You can uncomment the following lines if you want to save the model in 16-bit or even 4-bit precision:
# Merge to 16bit
# model.save_pretrained_merged("model", tokenizer, save_method="merged_16bit",)
# model.push_to_hub_merged("hf/model", tokenizer, save_method="merged_16bit", token=HUGGING_FACE_TOKEN)
# Merge to 4bit
# model.save_pretrained_merged("model", tokenizer, save_method="merged_4bit",)
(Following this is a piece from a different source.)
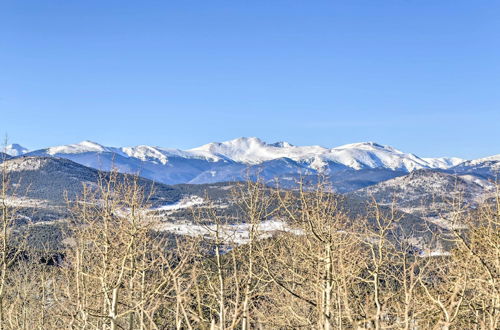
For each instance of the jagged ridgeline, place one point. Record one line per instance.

# model.push_to_hub_merged("hf/model", tokenizer, save_method="merged_4bit", token=HUGGING_FACE_TOKEN)
Alternatively, you can save only the adapter weights, which are very light, but which requires the base model to be able to use it:
# Just LoRA adapters
# model.save_pretrained_merged("model", tokenizer, save_method="lora",)
# model.push_to_hub_merged("hf/model", tokenizer, save_method="lora", token=HUGGING_FACE_TOKEN)
GGUF / llama.cpp Conversion¶
You can also save the model in the popular GGUF
or llama.cpp
formats, by uncommenting any of the following:
# Save to 8bit Q8_0
# model.save_pretrained_gguf("model", tokenizer)
# model.push_to_hub_gguf("hf/model", tokenizer, token=HUGGING_FACE_TOKEN)
# Save to 16bit GGUF
# model.save_pretrained_gguf("model", tokenizer, quantization_method="f16")
# model.push_to_hub_gguf("hf/model", tokenizer, quantization_method="f16", token=HUGGING_FACE_TOKEN)
# Save to q4_k_m GGUF
# model.save_pretrained_gguf("model", tokenizer, quantization_method="q4_k_m")
# model.push_to_hub_gguf("hf/model", tokenizer, quantization_method="q4_k_m", token=HUGGING_FACE_TOKEN)
Now, use the model-unsloth.gguf
file or model-unsloth-Q4_K_M.gguf
file in llama.cpp
or a UI based system like GPT4All
. You can install GPT4All by going here.